A 7-year-old child presents with progressive weakness of the lower limbs and gait disturbance over 6 months. MRI of the spine shows an eccentric intramedullary lesion in the cervical cord with T2 hyperintensity and indistinct margins, as marked **A** in the diagram. The lesion demonstrates patchy heterogeneous enhancement and is associated with a rostral syrinx. Based on the imaging characteristics of the structure marked **A**, which of the following is the most likely diagnosis?
A. Haemangioblastoma
B. Myxopapillary ependymoma
C. Ependymoma with haemosiderin cap
D. Pilocytic astrocytoma (WHO grade I)
Explanation
Why Pilocytic astrocytoma (WHO grade I) is right
The eccentric intramedullary T2 hyperintense lesion marked A with indistinct infiltrative margins, patchy heterogeneous enhancement, and associated rostral syrinx is the classic MRI signature of spinal cord astrocytoma. Astrocytomas are the most common intramedullary tumours in children and typically arise from cord parenchyma, growing eccentrically without respect to the central canal. The patchy enhancement pattern (not homogeneous) and absence of a haemosiderin cap sign further support astrocytoma over ependymoma. Low-grade pilocytic astrocytoma is the most frequent histological subtype in the paediatric population (Greenberg's Handbook of Neurosurgery, 9th ed; WHO 2021 CNS Tumour Classification).
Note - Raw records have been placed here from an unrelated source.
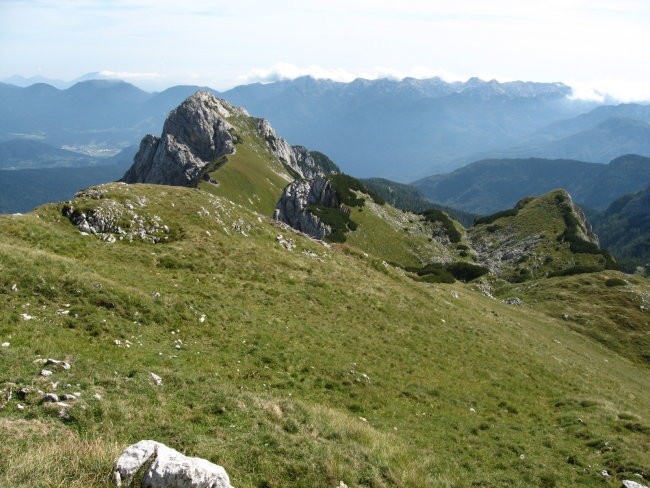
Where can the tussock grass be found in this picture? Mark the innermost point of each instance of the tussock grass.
(304, 369)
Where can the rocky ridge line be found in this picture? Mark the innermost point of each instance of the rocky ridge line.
(298, 158)
(195, 133)
(297, 197)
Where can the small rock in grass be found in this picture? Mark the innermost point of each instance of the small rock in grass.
(50, 398)
(156, 379)
(633, 484)
(166, 468)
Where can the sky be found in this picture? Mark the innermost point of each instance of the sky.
(598, 47)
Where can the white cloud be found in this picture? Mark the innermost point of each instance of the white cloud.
(131, 76)
(611, 90)
(288, 71)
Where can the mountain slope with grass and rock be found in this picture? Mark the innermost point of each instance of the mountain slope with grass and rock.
(188, 316)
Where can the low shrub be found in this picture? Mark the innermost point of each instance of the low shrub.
(574, 270)
(611, 282)
(435, 215)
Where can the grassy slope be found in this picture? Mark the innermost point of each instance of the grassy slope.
(251, 177)
(541, 219)
(397, 237)
(264, 385)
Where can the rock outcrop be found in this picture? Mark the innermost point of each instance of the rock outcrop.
(524, 241)
(163, 467)
(306, 164)
(198, 133)
(195, 134)
(584, 230)
(297, 197)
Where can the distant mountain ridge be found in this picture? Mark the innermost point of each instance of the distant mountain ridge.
(624, 228)
(490, 185)
(366, 125)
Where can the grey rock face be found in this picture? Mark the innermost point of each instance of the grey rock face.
(195, 134)
(167, 468)
(584, 227)
(305, 163)
(292, 208)
(633, 484)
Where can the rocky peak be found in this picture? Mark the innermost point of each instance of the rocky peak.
(297, 197)
(583, 228)
(195, 134)
(304, 163)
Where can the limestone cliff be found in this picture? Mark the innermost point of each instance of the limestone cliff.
(306, 164)
(202, 130)
(195, 133)
(297, 197)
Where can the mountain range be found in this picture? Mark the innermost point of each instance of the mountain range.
(393, 350)
(490, 185)
(400, 130)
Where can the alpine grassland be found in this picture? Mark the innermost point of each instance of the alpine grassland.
(308, 366)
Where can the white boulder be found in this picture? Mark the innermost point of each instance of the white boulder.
(633, 484)
(163, 467)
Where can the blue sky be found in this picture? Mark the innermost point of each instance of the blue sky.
(593, 45)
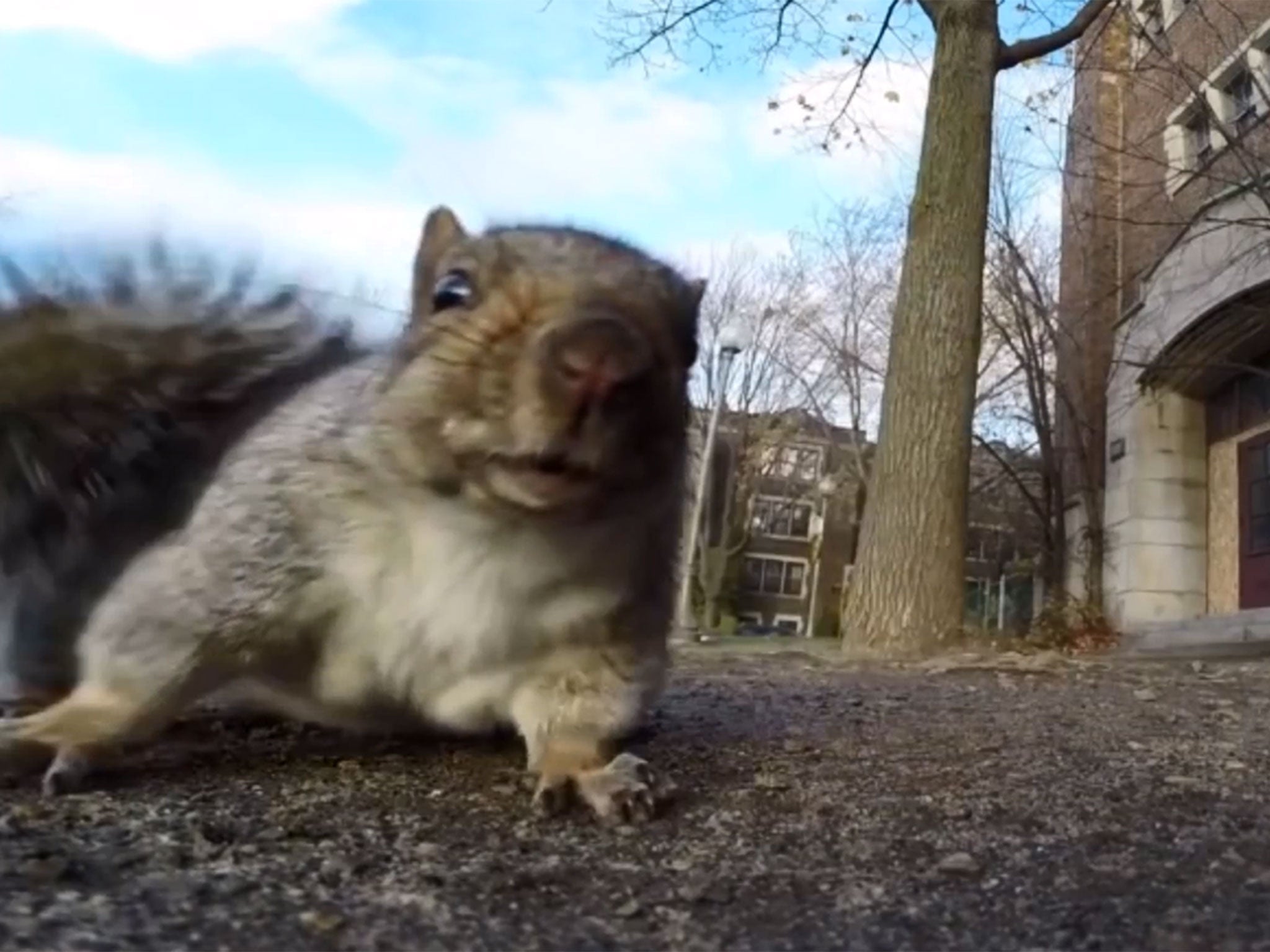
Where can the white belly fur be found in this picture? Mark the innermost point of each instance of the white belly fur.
(448, 612)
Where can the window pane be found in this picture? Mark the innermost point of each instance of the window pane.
(1256, 461)
(773, 575)
(794, 579)
(1260, 498)
(801, 521)
(1260, 534)
(762, 516)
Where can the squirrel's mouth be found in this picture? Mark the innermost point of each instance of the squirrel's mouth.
(539, 480)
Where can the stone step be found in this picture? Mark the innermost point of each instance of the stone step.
(1238, 635)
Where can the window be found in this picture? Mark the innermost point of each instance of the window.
(1259, 499)
(785, 518)
(1151, 17)
(770, 575)
(794, 462)
(1199, 139)
(791, 624)
(1244, 103)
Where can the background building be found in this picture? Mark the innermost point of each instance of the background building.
(1163, 293)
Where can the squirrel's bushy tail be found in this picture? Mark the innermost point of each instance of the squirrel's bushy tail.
(118, 398)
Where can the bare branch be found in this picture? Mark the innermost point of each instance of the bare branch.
(1037, 47)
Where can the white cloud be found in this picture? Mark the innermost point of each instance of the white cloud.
(329, 243)
(482, 134)
(167, 31)
(882, 133)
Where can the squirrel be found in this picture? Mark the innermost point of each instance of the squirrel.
(474, 527)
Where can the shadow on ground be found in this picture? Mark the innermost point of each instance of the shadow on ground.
(1073, 806)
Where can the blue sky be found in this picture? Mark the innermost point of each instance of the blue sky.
(324, 130)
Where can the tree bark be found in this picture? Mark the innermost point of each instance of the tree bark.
(907, 589)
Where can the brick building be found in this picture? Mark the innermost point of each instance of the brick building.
(781, 522)
(1163, 291)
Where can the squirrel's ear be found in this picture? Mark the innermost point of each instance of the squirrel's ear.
(441, 231)
(696, 291)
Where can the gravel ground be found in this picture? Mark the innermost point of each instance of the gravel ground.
(1029, 805)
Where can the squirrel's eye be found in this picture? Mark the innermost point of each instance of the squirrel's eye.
(453, 289)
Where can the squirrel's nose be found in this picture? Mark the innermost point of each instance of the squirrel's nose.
(593, 356)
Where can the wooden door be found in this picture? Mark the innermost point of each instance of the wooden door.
(1255, 522)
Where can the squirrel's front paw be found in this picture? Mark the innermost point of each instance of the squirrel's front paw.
(624, 791)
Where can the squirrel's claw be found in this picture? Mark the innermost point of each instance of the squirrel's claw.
(624, 791)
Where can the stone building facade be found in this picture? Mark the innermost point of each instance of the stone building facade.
(1163, 291)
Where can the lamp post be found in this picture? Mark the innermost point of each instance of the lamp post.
(825, 490)
(728, 351)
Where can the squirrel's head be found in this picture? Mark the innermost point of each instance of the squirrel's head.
(548, 364)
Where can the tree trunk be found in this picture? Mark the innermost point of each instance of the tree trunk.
(908, 586)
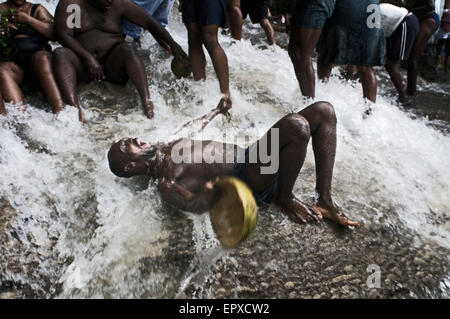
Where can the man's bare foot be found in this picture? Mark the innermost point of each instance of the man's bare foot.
(148, 109)
(225, 104)
(331, 211)
(298, 211)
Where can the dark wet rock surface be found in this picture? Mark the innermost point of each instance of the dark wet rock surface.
(281, 259)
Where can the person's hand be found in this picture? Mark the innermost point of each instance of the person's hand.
(179, 54)
(3, 31)
(95, 69)
(225, 105)
(148, 109)
(19, 17)
(57, 109)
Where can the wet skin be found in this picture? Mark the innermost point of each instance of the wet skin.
(12, 76)
(236, 22)
(190, 186)
(100, 38)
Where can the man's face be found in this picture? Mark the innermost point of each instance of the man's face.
(17, 3)
(135, 149)
(101, 4)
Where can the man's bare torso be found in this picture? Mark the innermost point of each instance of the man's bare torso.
(99, 30)
(193, 176)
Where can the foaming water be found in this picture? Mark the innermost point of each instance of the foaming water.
(85, 233)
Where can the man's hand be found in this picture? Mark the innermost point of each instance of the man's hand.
(95, 69)
(179, 54)
(224, 105)
(19, 17)
(3, 32)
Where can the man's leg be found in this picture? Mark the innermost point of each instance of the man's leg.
(270, 33)
(131, 29)
(235, 17)
(393, 68)
(301, 46)
(294, 135)
(162, 12)
(41, 65)
(124, 62)
(322, 124)
(218, 57)
(68, 69)
(11, 76)
(196, 54)
(2, 105)
(368, 82)
(426, 30)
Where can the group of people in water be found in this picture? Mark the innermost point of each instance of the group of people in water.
(94, 48)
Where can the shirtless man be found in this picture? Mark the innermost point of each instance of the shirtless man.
(190, 186)
(97, 51)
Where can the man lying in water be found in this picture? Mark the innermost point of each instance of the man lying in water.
(190, 186)
(95, 50)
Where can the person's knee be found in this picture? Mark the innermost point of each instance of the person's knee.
(5, 73)
(326, 112)
(210, 41)
(295, 126)
(42, 60)
(61, 56)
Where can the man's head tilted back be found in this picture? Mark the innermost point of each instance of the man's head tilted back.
(118, 161)
(130, 157)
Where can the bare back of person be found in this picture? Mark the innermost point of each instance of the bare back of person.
(96, 24)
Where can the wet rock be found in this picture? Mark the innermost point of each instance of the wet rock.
(341, 278)
(289, 285)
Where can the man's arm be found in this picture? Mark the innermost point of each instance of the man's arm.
(67, 38)
(137, 15)
(199, 124)
(43, 23)
(183, 199)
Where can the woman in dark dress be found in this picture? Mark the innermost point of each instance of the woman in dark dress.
(28, 27)
(429, 24)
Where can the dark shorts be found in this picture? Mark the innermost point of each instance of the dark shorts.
(27, 47)
(205, 12)
(436, 19)
(263, 197)
(256, 9)
(119, 78)
(312, 14)
(348, 39)
(401, 42)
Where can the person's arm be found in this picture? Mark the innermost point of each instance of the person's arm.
(199, 124)
(43, 23)
(183, 199)
(67, 38)
(137, 15)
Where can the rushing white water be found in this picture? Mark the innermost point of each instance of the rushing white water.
(54, 172)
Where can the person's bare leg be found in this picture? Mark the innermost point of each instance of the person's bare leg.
(68, 69)
(235, 18)
(270, 33)
(196, 54)
(124, 61)
(11, 76)
(218, 57)
(368, 82)
(41, 65)
(324, 71)
(2, 105)
(393, 68)
(301, 47)
(426, 30)
(322, 123)
(293, 140)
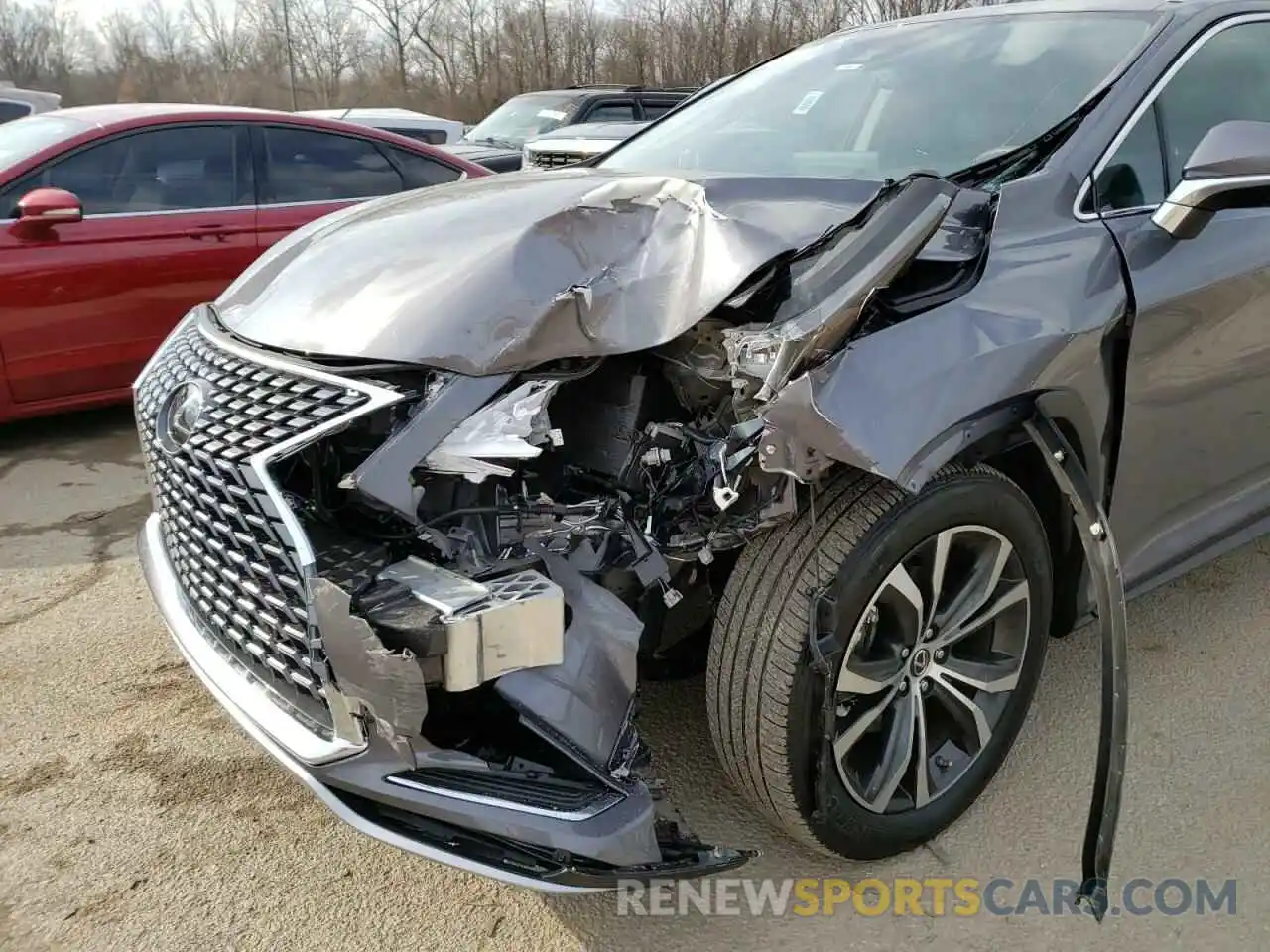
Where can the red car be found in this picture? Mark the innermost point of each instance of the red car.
(123, 217)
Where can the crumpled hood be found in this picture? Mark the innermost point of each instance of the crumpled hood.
(503, 273)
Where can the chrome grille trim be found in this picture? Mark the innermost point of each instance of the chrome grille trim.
(254, 542)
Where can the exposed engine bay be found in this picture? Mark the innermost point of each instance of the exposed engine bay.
(513, 551)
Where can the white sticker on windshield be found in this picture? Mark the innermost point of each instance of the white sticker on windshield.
(806, 104)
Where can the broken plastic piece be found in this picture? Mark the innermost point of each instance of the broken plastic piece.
(513, 426)
(503, 625)
(1103, 562)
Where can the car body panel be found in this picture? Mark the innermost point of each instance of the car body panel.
(1098, 341)
(86, 304)
(493, 298)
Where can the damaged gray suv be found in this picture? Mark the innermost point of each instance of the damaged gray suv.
(832, 385)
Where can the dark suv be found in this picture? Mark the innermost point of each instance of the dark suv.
(497, 141)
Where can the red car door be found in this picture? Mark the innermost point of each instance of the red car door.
(169, 221)
(309, 173)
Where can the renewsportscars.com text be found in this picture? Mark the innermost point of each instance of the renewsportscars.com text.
(964, 896)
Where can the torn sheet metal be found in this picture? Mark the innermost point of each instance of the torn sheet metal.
(902, 402)
(828, 296)
(587, 699)
(1103, 561)
(508, 272)
(388, 685)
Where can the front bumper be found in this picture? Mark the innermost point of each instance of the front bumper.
(525, 848)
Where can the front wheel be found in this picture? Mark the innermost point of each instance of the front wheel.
(873, 661)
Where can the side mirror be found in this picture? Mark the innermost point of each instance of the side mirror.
(45, 207)
(1228, 167)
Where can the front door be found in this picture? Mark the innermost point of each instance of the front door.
(1194, 461)
(169, 222)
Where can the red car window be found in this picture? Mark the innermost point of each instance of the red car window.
(307, 166)
(159, 171)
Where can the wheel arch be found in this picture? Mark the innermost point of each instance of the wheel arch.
(996, 436)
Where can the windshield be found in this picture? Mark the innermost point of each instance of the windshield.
(878, 103)
(521, 118)
(22, 139)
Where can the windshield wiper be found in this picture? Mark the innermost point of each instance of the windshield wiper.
(1030, 155)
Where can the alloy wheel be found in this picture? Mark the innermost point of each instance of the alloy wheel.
(929, 667)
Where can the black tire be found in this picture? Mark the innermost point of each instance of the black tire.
(763, 697)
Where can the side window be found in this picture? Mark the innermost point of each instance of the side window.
(421, 172)
(162, 171)
(321, 167)
(1134, 177)
(435, 137)
(656, 109)
(13, 111)
(611, 112)
(1228, 77)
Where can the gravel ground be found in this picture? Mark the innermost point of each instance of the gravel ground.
(135, 816)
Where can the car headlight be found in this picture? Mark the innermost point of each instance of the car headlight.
(513, 426)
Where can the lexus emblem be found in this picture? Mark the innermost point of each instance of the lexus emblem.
(178, 416)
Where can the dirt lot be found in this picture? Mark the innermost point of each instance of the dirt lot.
(135, 816)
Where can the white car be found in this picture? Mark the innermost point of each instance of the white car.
(16, 103)
(403, 122)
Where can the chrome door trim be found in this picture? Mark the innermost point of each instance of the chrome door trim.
(1147, 102)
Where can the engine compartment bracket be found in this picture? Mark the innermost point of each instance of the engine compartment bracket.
(1103, 561)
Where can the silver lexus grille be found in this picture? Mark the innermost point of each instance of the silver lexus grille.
(235, 557)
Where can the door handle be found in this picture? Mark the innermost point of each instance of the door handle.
(202, 231)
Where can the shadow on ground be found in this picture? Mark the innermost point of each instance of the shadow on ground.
(1032, 820)
(72, 490)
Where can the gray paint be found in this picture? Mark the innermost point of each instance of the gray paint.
(531, 268)
(588, 697)
(1188, 454)
(622, 834)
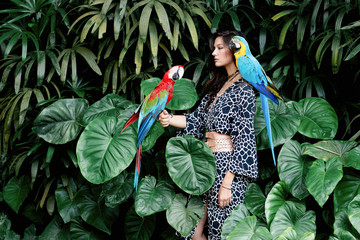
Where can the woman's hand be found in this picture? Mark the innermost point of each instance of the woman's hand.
(224, 196)
(164, 118)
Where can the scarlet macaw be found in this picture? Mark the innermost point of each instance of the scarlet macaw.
(251, 70)
(149, 110)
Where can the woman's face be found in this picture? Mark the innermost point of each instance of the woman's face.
(222, 54)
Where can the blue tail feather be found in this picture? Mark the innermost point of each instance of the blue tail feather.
(262, 89)
(265, 107)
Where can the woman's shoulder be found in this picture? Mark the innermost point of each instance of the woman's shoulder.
(244, 88)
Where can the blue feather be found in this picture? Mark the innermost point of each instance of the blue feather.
(265, 107)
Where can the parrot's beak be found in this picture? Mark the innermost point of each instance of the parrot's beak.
(178, 74)
(234, 44)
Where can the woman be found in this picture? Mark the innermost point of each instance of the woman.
(227, 113)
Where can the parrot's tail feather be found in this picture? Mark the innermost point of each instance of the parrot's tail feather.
(265, 107)
(145, 127)
(137, 166)
(263, 90)
(132, 119)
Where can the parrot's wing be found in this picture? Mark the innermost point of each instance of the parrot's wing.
(251, 70)
(152, 107)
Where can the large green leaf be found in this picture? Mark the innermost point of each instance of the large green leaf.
(67, 207)
(275, 199)
(184, 213)
(59, 123)
(184, 94)
(103, 151)
(119, 189)
(284, 124)
(346, 190)
(81, 231)
(5, 229)
(343, 227)
(323, 178)
(110, 105)
(354, 212)
(246, 229)
(236, 215)
(290, 215)
(328, 149)
(255, 200)
(15, 192)
(293, 167)
(138, 228)
(56, 230)
(191, 164)
(318, 118)
(153, 197)
(351, 159)
(94, 212)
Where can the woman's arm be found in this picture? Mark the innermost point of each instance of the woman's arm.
(178, 121)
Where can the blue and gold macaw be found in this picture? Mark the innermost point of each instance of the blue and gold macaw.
(251, 70)
(149, 110)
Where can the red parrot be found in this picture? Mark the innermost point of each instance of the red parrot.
(149, 110)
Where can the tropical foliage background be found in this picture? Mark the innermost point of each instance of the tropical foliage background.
(71, 73)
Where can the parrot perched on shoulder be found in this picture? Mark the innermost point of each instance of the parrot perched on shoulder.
(149, 110)
(251, 70)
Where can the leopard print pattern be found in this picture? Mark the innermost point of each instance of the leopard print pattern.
(232, 114)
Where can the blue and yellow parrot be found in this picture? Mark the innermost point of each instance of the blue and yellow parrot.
(251, 70)
(149, 110)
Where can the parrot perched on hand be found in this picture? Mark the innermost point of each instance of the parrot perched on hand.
(251, 70)
(149, 110)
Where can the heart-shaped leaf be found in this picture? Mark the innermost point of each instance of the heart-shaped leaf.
(352, 158)
(56, 230)
(191, 164)
(284, 124)
(111, 105)
(293, 167)
(67, 208)
(138, 228)
(308, 236)
(103, 151)
(255, 200)
(236, 215)
(290, 215)
(354, 212)
(119, 189)
(94, 212)
(246, 229)
(288, 234)
(15, 192)
(323, 178)
(81, 231)
(318, 118)
(59, 123)
(184, 94)
(152, 197)
(328, 149)
(275, 199)
(184, 213)
(343, 226)
(346, 190)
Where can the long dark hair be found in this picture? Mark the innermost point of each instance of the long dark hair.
(218, 74)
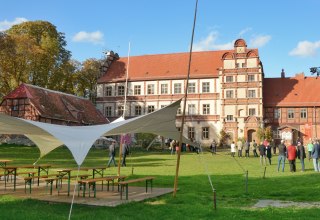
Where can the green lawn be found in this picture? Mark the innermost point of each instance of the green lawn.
(194, 199)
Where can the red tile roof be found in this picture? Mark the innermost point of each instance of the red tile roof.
(293, 91)
(58, 105)
(165, 66)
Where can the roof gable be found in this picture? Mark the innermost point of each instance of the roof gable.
(58, 105)
(164, 66)
(292, 91)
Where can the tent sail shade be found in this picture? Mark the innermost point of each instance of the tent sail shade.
(44, 140)
(79, 139)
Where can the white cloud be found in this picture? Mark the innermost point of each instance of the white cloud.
(259, 40)
(209, 43)
(244, 31)
(5, 25)
(305, 49)
(93, 37)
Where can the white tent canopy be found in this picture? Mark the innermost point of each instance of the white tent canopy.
(79, 139)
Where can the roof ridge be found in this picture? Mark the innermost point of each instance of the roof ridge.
(53, 91)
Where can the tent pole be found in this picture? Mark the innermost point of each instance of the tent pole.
(184, 106)
(119, 162)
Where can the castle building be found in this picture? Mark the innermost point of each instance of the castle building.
(224, 92)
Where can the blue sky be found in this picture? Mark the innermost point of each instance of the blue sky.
(286, 32)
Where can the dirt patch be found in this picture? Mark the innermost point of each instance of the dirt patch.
(283, 204)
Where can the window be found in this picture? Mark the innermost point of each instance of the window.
(252, 111)
(191, 133)
(251, 93)
(137, 90)
(120, 110)
(229, 79)
(150, 90)
(290, 113)
(137, 110)
(108, 91)
(192, 109)
(164, 88)
(15, 108)
(206, 87)
(303, 113)
(205, 133)
(251, 78)
(229, 94)
(177, 88)
(206, 109)
(192, 88)
(276, 113)
(120, 90)
(150, 108)
(229, 117)
(108, 111)
(276, 134)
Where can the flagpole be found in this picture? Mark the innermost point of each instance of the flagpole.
(124, 109)
(184, 106)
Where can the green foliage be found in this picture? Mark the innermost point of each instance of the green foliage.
(194, 197)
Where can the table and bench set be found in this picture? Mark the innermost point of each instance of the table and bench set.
(85, 183)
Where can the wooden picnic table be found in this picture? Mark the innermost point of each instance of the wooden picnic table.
(67, 172)
(13, 171)
(96, 170)
(42, 168)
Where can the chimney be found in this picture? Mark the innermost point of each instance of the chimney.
(110, 56)
(283, 74)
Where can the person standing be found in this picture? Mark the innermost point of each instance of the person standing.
(239, 146)
(301, 154)
(125, 152)
(292, 155)
(273, 146)
(112, 153)
(282, 155)
(213, 147)
(315, 155)
(246, 148)
(268, 153)
(310, 148)
(254, 147)
(233, 149)
(262, 151)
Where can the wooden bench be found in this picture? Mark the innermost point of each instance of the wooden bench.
(92, 183)
(124, 184)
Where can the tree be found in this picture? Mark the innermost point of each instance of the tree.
(34, 52)
(87, 77)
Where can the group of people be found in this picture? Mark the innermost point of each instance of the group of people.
(288, 152)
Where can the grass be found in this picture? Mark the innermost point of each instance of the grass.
(194, 198)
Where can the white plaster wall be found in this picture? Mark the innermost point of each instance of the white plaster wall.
(100, 90)
(251, 62)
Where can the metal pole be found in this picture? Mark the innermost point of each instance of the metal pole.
(214, 199)
(247, 181)
(184, 106)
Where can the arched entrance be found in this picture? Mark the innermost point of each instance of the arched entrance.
(252, 135)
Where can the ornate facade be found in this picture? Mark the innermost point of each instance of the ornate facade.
(224, 91)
Why each distractor is wrong
Ependymoma with haemosiderin cap: Ependymomas are more common in adults, arise from ependymal cells of the central canal (central/symmetric location), show intense well-defined homogeneous enhancement, and characteristically display a haemosiderin cap sign (T2 hypointensity at cranial/caudal margins). The eccentric location and patchy enhancement pattern here favour astrocytoma.
Haemangioblastoma: Associated with von Hippel–Lindau syndrome, haemangioblastomas present with an intensely enhancing small mural nodule surrounded by a large cyst. The diffuse eccentric infiltrative pattern and patchy enhancement shown in A do not match this entity.
Myxopapillary ependymoma: This is a specific subtype of ependymoma that arises from the conus medullaris and filum terminale, not the cervical cord. The imaging pattern and location are inconsistent with this diagnosis.